Shop with the assumption that you’ll spend about 3 percent of your total wedding budget on the rings. Depending on the retailer, a plain, 14-karat gold or simple platinum band can cost around $1,000. Embellishments, like diamonds or engraving, will quickly add to the cost, so factor that into your budget if you plan to personalize your rings with any of these extras. The price of engraving is usually based on the number of characters, the font used and whether it’s engraved by hand or machine (hand is usually pricier).
6. Keep Your Everyday Life in Mind
Remember: You’re going to wear this band every day, so the goal is to choose something that becomes a part of your life. If you work with your hands, you want to search for a simple, solid metal ring and avoid gemstones that can come loose or carvings, which can trap dirt. If you’re super active, go for platinum, it’s durable (when scratched, the metal is merely displaced and doesn’t actually wear away).
7. Be Different
You may love the idea of a braided rose gold ring or a diamond eternity band, but once you get to the store, try rings that aren’t on your inspiration board. Chat with the jeweler, then let them make suggestions based on what you like and don’t rule anything out.
8. Long Term Thinking
While you shouldn’t be afraid of being trendy, make sure the style you choose is something you’ll want to wear for the next 30 years. Don’t stress too much: You’re not married to the ring and can always make changes to it later on to mark a special anniversary.

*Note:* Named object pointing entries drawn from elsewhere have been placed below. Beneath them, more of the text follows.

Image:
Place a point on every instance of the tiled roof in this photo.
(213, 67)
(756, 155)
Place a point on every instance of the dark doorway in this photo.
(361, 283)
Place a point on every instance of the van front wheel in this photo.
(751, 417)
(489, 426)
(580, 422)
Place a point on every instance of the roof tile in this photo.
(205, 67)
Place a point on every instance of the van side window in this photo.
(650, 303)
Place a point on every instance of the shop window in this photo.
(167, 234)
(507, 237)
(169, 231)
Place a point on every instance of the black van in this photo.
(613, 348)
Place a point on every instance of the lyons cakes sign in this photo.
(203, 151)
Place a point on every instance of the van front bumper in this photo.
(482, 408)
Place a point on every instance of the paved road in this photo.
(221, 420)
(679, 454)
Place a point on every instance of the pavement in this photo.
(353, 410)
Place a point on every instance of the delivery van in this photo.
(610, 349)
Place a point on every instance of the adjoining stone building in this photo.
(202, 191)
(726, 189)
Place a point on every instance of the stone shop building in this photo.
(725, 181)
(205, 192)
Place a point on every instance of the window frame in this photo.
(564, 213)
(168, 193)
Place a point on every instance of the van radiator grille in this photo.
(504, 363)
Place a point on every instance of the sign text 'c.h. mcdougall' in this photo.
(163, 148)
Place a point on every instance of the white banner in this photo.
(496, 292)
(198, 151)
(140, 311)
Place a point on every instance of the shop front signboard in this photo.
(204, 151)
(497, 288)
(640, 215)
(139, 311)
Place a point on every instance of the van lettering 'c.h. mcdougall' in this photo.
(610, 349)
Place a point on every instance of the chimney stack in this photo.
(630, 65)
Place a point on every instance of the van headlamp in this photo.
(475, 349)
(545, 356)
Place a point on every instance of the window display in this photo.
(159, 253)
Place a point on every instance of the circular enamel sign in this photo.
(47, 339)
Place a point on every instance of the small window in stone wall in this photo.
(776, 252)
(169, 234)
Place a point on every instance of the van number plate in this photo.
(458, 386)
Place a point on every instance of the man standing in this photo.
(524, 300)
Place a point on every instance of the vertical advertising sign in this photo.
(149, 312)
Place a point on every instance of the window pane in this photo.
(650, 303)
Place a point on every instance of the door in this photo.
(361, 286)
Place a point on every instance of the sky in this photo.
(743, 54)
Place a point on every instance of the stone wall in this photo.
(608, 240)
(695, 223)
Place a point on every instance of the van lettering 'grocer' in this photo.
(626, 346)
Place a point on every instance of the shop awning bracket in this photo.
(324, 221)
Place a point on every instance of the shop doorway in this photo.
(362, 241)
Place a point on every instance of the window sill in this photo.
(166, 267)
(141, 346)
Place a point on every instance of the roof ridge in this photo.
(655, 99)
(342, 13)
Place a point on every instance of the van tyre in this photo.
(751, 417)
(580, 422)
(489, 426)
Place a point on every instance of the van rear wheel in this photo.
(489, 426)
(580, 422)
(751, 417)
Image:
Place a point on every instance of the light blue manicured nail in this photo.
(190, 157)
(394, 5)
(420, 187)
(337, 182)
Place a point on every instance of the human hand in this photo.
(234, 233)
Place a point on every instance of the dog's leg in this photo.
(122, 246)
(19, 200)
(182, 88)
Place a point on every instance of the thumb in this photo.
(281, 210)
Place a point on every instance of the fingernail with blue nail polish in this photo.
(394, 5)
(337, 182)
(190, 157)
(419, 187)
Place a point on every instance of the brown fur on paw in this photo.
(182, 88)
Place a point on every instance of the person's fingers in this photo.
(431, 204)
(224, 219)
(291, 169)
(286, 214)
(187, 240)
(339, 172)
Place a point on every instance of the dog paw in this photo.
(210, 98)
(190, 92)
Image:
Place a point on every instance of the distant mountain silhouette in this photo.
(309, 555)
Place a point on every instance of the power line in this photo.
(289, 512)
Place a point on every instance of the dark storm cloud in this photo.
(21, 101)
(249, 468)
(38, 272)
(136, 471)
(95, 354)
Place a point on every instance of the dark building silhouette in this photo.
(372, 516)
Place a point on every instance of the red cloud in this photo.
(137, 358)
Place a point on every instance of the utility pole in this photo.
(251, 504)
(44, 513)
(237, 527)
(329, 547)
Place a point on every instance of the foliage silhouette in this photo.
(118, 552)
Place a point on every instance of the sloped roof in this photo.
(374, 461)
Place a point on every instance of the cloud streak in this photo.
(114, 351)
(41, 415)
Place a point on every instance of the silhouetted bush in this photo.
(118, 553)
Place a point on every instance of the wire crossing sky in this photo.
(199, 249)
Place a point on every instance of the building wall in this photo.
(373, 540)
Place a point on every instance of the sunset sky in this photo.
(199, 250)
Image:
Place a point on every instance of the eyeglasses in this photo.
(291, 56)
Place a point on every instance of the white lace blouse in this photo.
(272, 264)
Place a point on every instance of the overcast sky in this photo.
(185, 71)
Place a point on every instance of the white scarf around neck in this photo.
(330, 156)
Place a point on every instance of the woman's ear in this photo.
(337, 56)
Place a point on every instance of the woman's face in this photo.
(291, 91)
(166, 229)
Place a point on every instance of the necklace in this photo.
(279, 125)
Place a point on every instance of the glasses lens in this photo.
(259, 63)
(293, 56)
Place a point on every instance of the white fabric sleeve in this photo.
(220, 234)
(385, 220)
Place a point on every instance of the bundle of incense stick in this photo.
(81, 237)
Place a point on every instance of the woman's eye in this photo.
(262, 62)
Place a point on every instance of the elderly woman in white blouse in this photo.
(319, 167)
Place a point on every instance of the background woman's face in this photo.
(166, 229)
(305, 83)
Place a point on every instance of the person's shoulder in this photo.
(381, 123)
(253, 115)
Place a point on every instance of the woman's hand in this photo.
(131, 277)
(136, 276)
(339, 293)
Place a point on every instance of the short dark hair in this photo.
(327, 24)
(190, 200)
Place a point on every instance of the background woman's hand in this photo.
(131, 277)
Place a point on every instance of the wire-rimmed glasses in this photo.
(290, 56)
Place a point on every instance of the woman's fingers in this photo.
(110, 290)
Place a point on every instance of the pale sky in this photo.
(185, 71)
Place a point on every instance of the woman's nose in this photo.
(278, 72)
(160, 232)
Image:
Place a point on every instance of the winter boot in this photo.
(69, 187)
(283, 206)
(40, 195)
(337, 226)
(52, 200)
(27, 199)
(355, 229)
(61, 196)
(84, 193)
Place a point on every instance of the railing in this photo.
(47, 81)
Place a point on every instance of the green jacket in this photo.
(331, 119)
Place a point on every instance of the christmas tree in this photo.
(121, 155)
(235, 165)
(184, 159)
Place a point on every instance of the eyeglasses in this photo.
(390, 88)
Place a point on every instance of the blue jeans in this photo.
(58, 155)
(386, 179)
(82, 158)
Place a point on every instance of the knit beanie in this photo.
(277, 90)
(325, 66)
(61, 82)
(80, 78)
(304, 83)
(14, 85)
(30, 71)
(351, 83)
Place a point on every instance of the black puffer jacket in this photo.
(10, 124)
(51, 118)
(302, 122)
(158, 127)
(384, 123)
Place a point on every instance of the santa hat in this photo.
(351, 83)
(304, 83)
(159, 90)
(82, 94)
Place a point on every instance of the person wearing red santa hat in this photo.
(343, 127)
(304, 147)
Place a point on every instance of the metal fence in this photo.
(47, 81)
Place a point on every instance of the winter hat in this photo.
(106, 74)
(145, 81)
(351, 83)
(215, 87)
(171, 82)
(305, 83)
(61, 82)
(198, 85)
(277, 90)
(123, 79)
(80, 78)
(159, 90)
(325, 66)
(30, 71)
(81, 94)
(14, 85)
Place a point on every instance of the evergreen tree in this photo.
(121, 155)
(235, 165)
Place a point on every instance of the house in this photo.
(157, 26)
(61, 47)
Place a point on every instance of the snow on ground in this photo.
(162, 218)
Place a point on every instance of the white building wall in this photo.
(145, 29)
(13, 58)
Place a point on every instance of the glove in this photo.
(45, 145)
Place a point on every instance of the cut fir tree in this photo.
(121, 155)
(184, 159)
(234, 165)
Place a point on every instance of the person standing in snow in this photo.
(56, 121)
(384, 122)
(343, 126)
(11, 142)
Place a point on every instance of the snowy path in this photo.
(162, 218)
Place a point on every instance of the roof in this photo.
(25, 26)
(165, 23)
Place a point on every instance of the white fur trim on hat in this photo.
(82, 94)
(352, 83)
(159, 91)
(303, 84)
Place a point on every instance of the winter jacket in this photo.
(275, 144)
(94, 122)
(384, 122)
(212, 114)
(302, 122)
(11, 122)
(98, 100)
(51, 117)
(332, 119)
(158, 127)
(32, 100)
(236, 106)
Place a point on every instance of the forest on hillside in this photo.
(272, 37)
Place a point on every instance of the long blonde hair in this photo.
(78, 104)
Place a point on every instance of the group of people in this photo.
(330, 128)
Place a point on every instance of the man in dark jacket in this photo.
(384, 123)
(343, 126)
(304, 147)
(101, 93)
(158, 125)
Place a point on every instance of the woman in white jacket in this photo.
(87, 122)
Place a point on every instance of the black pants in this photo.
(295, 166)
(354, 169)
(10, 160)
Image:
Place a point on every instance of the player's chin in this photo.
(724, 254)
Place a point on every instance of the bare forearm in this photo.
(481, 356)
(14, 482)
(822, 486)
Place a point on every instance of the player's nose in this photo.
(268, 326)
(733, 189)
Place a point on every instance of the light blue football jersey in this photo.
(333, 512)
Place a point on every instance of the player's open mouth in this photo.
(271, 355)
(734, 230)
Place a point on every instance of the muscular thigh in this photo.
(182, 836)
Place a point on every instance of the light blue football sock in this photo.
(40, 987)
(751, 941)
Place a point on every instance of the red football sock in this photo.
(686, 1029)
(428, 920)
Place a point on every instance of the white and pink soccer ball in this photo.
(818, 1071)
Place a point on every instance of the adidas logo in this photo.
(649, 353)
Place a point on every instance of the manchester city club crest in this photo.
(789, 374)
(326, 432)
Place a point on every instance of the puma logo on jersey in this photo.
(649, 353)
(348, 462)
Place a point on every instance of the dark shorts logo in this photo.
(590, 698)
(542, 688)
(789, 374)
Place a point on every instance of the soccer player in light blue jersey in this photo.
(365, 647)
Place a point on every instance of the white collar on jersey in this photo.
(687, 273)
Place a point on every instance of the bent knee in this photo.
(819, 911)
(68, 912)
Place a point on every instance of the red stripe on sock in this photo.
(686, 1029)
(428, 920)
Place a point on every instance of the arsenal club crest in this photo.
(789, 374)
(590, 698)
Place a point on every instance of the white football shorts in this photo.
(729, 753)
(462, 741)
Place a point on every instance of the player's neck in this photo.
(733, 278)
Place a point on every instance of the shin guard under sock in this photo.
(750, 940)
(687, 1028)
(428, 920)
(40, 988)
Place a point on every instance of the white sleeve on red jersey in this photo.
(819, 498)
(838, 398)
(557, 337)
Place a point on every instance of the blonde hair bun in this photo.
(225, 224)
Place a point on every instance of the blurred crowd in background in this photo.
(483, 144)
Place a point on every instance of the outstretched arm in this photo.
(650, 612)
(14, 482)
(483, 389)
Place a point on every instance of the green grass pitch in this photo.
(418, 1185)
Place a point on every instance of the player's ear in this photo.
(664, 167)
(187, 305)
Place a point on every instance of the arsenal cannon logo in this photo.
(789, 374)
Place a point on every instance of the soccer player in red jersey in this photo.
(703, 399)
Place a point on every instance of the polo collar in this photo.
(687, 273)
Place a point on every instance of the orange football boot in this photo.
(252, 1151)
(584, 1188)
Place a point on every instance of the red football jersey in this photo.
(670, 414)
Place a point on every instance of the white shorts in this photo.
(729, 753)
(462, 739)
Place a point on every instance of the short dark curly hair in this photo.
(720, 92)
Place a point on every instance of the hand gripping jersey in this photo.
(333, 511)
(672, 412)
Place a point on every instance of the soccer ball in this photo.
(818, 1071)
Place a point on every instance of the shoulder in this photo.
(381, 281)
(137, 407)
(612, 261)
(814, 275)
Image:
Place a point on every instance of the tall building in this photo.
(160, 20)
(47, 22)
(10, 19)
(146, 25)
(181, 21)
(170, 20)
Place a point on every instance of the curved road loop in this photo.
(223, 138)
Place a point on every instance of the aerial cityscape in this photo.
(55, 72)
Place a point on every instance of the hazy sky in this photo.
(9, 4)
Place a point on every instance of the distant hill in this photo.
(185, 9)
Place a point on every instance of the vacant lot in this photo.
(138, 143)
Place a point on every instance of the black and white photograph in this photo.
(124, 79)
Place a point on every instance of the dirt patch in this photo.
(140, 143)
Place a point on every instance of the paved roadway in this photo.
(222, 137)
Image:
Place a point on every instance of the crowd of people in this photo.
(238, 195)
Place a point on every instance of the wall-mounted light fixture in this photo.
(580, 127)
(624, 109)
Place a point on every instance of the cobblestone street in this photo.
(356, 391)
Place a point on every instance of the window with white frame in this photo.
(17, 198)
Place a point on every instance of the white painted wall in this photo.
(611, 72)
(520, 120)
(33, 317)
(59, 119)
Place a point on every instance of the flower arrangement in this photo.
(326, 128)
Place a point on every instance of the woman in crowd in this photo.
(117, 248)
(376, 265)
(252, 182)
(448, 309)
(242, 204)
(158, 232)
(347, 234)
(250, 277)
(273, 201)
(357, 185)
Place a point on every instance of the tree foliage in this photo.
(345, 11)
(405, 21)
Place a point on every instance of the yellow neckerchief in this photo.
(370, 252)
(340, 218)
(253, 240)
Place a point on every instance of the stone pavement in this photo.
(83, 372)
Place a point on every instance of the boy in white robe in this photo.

Keep your wedding band sparkling, wash and soak it in warm sudsy water, then gently brush it with a soft toothbrush or eyebrow brush (too much pressure can loosen the stones from their setting), rinse it and pat it dry with a soft lint-free cloth.
10. Size It
Most people rarely take off their wedding bands; To find the right size that will best weather all the changes, schedule your final ring fitting at a time when you’re calm and your body temperature is normal. That means you should never finalize first thing in the morning (you retain water from the night before), right after you’ve exercised (fingers swell) or when you’re extremely hot or cold (which can cause your hands to expand and shrink).